Unexpected V-Sync behaviour

I wrote a simple windows application which performs the following actions in a loop:

  • Fills the buffer with a random color using glClearColor and glClear
  • Performs a busy sleep for 20ms using std::chrono::high_resolution_clock
  • Swaps buffers
  • Calls glFinish

Given that my display has a refresh rate of 60Hz, as far as I understand the BufferSwap should be possible every 16ms. By introducing the delay of 20, I hoped to observe that a new frame would be displayed every other V-Blank, giving me the effective framerate of 30FPS. This however is not the case.

When my delay is below 16ms then glFinish blocks, capping the fps at 60. When my delay is above 16ms, glFinish returns within 1ms, and I get FPS values which are not fractions of 60. As far as I understand this should not be possible without using triple buffering, which I disabled in my GPU control panel.
Clearly I’m missing something, but what is it?

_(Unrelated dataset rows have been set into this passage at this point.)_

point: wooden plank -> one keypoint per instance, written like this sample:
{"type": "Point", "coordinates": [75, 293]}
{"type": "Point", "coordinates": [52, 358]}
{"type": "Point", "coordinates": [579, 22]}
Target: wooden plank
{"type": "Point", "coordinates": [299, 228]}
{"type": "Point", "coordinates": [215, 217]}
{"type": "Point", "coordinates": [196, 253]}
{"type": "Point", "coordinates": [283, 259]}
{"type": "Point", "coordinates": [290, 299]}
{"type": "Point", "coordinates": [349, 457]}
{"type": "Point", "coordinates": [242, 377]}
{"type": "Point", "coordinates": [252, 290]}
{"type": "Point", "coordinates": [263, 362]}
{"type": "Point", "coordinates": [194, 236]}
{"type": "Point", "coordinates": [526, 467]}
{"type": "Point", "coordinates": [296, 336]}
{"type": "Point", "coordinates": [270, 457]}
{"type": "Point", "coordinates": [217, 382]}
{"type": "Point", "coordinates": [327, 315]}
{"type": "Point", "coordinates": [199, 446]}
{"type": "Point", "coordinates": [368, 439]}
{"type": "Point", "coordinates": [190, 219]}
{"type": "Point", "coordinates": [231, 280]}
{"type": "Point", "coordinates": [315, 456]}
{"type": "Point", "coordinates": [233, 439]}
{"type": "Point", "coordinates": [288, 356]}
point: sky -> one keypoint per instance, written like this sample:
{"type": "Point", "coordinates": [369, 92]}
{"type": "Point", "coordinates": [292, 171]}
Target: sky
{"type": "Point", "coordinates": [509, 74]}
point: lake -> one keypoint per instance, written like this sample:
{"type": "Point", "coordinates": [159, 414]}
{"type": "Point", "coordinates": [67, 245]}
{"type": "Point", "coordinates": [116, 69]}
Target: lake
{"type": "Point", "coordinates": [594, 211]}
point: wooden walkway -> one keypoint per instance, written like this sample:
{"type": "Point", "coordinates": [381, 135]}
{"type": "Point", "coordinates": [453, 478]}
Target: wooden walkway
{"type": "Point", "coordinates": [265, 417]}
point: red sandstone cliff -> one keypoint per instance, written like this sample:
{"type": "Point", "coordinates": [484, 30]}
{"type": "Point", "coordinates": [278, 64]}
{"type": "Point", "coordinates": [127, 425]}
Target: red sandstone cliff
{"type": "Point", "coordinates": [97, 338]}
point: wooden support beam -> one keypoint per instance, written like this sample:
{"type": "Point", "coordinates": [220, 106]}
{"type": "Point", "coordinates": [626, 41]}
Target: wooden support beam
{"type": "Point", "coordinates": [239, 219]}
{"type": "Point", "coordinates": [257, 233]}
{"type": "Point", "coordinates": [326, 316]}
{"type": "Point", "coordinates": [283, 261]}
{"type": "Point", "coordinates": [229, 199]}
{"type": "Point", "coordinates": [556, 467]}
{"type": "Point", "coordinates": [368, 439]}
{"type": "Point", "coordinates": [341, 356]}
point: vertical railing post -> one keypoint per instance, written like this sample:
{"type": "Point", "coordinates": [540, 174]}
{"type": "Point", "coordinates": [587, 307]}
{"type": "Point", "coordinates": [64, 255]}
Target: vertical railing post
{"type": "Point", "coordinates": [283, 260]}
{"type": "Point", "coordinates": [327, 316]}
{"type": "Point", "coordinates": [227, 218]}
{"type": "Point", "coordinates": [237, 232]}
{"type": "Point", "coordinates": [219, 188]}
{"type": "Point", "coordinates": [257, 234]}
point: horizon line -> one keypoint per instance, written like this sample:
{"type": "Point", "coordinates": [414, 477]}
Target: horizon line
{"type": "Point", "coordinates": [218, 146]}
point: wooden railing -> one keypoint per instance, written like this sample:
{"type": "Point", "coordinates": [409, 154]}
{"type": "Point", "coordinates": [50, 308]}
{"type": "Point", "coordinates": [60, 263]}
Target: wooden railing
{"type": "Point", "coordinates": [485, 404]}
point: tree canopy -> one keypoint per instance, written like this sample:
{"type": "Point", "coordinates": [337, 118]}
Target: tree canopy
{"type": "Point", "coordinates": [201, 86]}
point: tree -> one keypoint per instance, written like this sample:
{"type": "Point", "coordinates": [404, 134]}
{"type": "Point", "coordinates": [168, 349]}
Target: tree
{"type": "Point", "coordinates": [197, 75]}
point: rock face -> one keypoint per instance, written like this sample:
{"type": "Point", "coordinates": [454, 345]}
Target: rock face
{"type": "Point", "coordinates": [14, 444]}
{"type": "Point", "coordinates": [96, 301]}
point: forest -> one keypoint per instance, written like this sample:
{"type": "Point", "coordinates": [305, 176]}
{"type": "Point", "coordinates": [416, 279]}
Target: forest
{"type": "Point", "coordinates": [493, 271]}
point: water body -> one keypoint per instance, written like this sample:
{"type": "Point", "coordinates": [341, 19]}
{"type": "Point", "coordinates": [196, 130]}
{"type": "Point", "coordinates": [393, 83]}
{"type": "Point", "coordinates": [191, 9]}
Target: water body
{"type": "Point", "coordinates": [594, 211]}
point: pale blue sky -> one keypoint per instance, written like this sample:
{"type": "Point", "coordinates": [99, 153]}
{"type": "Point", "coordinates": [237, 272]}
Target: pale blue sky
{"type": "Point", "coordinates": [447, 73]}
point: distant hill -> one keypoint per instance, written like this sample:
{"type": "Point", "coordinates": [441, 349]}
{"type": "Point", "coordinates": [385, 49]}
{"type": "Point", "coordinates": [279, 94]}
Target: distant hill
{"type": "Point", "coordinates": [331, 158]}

I know your puzzlement. I’ve been there too. :slight_smile:

Basically, your and my initial mental model of how the driver works isn’t correct. For me, the key was seeing how the GPU frame execution timing shakes out relative to the VBlank clock in Nsight Systems. Details below.

Setup

First, some setup prep. I’m going to assume NVIDIA graphics drivers on Windows. Make sure you have these active in your NVIDIA driver settings:

  • Low Latency Mode = ON
  • Monitor Technology = Fixed Refresh
  • Power management mode = Prefer maximum performance
  • Threaded optimization = OFF
  • Triple buffering = OFF

Next, make sure your app is creating a Fullscreen window (i.e. Flip present mode is active when focused). This ensures that your app’s frame display will be synchronized with monitor scan-out … not some virtualized VBlank clock invented by the DWM compositor.

The above settings will ensure that your app, when rendering Fullscreen with Flip present mode, will be driving the GPU as close to directly as possible (…with stock GL), with a double-buffered swap chain (start with this and get it working first; then try variations), which is displaying at a fixed display/scan-out rate (not some continuously variable scan-out rate invented by the graphics driver/display).

App Frameloop

So with that preamble… What you really want isn’t:

  • Window glClear() + Draw Frame + SwapBuffers() + glFinish() + Capture time

but instead:

  • Draw Frame + SwapBuffers() + Window gClear() + glFinish() + Capture time

Insight

So what’s the difference? All of them do Clear + Draw + Swap. The difference is in the 2nd we wait for the GPU to finish execution after the Window Clear rather than after the Swap.

Why?

The 1st doesn’t do what we want. It blocks the CPU waiting on the GPU to finish rasterizing the current frame (which is somewhat variable frame-to-frame … so the timings are as well). These timings do not include the time after this waiting to obtaining a new swap chain image for the next frame.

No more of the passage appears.